Positional Encoding: Order via Rotation | Explainers

Read this as How does the model know token order?

Failure Trap: Assuming self-attention automatically knows sequence order without positional signal.
Decision Rule: Inject position before attention; with RoPE, rotate Q and K so dot products encode relative offsets.

1 / ?

Self-attention alone has no order

If token representations carry no positional signal, attention sees a bag of token vectors rather than an ordered sequence.

Permutation changes should matter for language.
Attention scores need position somewhere.
The signal is injected before or inside attention.

Sinusoidal encodings add position

Classic positional encodings add sine and cosine features at multiple frequencies to token embeddings.

Each position has a pattern.
Frequencies cover short and long ranges.
The vector now carries order information.

RoPE rotates query and key features

Rotary position embeddings rotate pairs of Q and K dimensions by an angle tied to token position.

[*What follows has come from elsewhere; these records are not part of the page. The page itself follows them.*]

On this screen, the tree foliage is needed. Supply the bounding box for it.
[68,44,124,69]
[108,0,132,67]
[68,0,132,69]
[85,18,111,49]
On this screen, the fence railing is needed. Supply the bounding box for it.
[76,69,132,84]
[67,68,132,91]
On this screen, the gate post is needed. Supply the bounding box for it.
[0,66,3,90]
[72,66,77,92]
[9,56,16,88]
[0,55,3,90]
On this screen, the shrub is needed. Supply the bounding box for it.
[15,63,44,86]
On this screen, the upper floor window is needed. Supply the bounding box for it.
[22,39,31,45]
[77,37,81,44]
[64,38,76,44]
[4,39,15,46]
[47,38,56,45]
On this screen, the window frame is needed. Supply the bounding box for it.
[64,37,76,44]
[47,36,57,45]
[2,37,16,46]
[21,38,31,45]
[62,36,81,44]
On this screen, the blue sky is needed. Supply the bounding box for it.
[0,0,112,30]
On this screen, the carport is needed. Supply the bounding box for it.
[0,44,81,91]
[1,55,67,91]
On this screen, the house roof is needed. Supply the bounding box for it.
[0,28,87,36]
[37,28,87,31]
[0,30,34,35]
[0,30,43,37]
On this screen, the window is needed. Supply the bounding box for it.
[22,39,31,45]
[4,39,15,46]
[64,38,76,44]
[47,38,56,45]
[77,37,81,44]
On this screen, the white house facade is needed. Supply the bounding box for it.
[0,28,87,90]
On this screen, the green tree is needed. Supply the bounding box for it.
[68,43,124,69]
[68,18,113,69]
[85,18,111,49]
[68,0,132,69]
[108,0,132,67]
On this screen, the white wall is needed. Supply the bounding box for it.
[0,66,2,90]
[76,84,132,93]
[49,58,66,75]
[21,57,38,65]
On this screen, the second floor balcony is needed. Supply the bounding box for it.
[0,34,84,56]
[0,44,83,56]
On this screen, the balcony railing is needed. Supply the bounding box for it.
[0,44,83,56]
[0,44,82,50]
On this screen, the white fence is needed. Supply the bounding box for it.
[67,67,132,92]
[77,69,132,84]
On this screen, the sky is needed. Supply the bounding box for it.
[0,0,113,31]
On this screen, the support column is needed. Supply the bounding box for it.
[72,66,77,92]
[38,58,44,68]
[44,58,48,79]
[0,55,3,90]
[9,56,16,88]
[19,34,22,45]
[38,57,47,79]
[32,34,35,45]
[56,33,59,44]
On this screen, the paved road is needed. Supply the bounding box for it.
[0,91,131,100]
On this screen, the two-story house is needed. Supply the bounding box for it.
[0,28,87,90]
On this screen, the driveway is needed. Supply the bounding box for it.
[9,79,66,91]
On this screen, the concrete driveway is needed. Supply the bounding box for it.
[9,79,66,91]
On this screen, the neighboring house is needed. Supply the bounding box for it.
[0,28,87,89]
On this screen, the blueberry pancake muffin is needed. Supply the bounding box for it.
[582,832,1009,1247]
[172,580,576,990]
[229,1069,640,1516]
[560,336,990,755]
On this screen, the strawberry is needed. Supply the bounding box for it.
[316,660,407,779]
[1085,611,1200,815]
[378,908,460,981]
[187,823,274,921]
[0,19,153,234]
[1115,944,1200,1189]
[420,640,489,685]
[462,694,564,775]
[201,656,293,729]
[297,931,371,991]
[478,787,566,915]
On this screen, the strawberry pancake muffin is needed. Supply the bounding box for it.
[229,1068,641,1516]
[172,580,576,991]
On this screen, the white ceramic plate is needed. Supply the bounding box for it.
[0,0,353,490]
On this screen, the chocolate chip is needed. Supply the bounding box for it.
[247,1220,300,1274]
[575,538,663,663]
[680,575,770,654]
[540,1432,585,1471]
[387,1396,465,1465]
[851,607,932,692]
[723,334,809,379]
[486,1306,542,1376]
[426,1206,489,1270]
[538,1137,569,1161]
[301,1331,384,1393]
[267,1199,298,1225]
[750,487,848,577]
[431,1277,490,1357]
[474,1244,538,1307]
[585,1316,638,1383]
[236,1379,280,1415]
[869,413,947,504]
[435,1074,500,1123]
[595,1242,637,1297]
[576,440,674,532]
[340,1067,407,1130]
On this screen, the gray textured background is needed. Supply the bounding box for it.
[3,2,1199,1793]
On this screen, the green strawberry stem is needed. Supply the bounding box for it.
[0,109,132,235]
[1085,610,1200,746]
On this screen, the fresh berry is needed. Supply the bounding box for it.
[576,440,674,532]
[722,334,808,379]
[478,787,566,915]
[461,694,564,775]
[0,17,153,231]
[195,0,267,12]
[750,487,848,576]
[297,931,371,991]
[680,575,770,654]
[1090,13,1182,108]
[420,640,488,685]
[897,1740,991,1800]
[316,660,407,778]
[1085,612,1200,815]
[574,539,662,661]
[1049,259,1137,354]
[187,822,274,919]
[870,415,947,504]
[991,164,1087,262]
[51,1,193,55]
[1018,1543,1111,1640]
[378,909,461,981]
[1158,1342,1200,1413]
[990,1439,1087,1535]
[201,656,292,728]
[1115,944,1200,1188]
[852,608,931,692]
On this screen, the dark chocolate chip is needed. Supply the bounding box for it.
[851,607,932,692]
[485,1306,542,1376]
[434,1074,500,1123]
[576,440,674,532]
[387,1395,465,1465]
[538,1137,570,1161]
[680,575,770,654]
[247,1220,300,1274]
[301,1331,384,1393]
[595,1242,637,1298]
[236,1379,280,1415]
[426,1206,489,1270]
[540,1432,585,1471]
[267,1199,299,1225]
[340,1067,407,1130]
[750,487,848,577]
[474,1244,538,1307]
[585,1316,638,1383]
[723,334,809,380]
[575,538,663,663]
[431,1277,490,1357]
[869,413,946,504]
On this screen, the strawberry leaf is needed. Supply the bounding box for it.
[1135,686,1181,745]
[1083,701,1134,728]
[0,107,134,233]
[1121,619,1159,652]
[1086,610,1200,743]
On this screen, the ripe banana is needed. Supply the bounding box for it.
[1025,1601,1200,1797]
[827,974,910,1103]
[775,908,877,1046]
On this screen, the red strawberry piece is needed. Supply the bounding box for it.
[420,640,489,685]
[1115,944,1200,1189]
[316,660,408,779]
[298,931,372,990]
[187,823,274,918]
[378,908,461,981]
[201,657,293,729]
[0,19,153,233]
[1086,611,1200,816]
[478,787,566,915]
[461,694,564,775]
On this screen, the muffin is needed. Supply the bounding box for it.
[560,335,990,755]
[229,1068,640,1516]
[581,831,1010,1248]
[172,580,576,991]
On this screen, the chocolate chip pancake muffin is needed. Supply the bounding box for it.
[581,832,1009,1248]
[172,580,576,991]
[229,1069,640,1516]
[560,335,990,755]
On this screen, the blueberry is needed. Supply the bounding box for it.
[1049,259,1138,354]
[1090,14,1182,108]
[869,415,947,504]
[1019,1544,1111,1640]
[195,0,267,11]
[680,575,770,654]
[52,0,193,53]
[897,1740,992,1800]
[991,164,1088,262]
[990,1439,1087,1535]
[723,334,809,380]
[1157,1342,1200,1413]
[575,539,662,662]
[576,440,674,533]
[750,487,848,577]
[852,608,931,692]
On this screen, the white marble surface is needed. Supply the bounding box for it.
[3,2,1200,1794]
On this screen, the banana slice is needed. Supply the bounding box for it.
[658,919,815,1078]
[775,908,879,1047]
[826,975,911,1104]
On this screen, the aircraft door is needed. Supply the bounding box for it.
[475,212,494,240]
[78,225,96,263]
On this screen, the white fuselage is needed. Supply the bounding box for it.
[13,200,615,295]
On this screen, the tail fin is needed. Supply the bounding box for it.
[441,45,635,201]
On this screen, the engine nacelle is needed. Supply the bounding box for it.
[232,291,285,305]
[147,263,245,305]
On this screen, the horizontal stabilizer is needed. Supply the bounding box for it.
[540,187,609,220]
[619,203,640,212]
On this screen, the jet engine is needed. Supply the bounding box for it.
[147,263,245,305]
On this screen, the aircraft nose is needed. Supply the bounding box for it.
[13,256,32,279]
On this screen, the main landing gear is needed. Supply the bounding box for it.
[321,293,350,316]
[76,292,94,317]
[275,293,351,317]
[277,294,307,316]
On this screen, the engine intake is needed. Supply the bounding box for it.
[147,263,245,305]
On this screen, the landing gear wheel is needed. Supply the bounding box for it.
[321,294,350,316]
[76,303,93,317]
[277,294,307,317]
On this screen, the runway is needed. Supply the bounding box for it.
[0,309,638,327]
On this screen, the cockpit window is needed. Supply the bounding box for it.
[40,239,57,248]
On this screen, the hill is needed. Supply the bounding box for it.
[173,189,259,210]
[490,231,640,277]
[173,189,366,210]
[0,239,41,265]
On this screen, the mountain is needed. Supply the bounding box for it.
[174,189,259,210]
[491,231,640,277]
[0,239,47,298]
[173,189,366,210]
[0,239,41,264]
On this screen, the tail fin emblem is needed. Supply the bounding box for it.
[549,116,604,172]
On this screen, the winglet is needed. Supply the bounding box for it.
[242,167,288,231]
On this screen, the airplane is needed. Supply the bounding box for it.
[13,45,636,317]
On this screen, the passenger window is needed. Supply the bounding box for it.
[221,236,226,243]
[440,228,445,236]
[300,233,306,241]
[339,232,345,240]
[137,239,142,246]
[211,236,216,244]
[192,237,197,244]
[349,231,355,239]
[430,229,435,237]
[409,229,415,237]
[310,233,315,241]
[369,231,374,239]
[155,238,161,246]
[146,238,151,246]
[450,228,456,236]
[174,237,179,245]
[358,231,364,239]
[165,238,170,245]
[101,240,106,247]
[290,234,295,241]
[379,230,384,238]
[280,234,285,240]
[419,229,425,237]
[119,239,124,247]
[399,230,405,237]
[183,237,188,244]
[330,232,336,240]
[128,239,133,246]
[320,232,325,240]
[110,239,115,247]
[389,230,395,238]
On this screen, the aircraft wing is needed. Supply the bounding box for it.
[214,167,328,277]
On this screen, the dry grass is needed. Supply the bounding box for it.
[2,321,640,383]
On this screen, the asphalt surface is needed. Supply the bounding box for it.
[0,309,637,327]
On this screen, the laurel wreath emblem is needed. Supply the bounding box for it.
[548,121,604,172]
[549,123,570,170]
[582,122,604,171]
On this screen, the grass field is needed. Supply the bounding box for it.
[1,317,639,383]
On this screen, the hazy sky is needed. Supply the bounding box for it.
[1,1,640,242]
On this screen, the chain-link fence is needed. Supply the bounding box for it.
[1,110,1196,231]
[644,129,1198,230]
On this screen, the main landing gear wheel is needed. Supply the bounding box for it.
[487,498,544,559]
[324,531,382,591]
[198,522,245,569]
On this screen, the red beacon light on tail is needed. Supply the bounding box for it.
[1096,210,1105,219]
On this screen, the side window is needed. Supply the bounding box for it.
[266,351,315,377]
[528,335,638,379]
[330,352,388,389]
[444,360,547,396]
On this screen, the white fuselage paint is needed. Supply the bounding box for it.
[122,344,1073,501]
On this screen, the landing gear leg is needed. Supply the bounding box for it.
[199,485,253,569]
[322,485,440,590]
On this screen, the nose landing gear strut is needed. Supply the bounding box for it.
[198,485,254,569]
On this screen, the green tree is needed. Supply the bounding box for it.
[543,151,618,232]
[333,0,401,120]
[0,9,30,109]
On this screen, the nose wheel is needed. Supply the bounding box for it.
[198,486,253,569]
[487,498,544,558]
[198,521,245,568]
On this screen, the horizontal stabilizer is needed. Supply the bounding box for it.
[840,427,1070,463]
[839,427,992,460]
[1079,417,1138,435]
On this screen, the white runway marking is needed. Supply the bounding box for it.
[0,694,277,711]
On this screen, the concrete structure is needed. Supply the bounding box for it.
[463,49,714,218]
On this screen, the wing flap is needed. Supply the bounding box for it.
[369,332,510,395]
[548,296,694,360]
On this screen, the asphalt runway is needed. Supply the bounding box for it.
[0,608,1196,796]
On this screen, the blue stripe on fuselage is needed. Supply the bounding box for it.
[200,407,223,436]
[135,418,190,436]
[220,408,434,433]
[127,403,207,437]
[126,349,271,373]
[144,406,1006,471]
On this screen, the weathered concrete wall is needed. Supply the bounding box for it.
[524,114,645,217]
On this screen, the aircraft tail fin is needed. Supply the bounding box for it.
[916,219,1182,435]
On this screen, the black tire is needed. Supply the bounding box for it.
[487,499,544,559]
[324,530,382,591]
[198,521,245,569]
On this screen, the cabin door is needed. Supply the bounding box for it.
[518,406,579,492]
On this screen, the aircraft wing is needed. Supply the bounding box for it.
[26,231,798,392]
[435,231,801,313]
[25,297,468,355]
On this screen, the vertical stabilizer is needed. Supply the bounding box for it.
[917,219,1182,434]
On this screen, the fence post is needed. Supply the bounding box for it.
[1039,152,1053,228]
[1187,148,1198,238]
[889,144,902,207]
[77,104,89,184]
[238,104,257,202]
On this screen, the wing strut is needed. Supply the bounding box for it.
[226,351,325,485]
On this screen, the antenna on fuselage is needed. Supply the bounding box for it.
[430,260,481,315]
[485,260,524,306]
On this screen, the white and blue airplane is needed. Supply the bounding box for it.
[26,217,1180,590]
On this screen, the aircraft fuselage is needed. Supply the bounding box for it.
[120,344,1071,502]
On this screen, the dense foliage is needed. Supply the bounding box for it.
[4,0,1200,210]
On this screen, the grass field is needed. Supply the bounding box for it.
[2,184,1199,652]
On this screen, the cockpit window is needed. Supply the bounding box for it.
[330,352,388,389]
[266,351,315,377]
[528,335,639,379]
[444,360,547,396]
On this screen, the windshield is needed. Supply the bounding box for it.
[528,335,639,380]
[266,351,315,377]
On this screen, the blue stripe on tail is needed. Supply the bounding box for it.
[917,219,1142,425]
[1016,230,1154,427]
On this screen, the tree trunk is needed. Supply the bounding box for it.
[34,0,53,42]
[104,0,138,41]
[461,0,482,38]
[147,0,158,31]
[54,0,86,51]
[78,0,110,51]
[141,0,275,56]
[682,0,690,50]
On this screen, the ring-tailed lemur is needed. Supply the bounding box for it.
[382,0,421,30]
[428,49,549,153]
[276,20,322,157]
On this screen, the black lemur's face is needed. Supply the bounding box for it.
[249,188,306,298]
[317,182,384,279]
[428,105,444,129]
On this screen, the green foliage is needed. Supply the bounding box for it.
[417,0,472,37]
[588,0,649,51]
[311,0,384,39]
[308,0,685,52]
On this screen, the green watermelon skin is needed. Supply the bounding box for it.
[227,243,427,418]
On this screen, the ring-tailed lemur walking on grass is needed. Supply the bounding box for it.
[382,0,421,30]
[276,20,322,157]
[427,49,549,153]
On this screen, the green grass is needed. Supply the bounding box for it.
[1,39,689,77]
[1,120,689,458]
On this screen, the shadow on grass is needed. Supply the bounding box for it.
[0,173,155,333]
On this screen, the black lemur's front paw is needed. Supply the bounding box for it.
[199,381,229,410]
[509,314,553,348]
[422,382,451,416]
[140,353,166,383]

Position m maps to angle m times theta.
The value vectors are not the focus.
Rotation happens before attention scores.

Two tokens carry different rotations

Tokens at positions m and n receive different rotations, even if their content vectors are similar.

The content remains in the vector.
The orientation now encodes location.
Pairs can compare relative offset.

The dot product reads relative position

When rotated Q and K vectors are compared, the score depends on the relative offset between positions.

Attention keeps content matching.
The score also carries distance information.
This makes relative order available to heads.

Multiple frequencies cover multiple scales

Different rotation frequencies let the model represent nearby and longer-range position patterns.

Short scales help local syntax.
Long scales help broader context.
The positional signal travels through attention.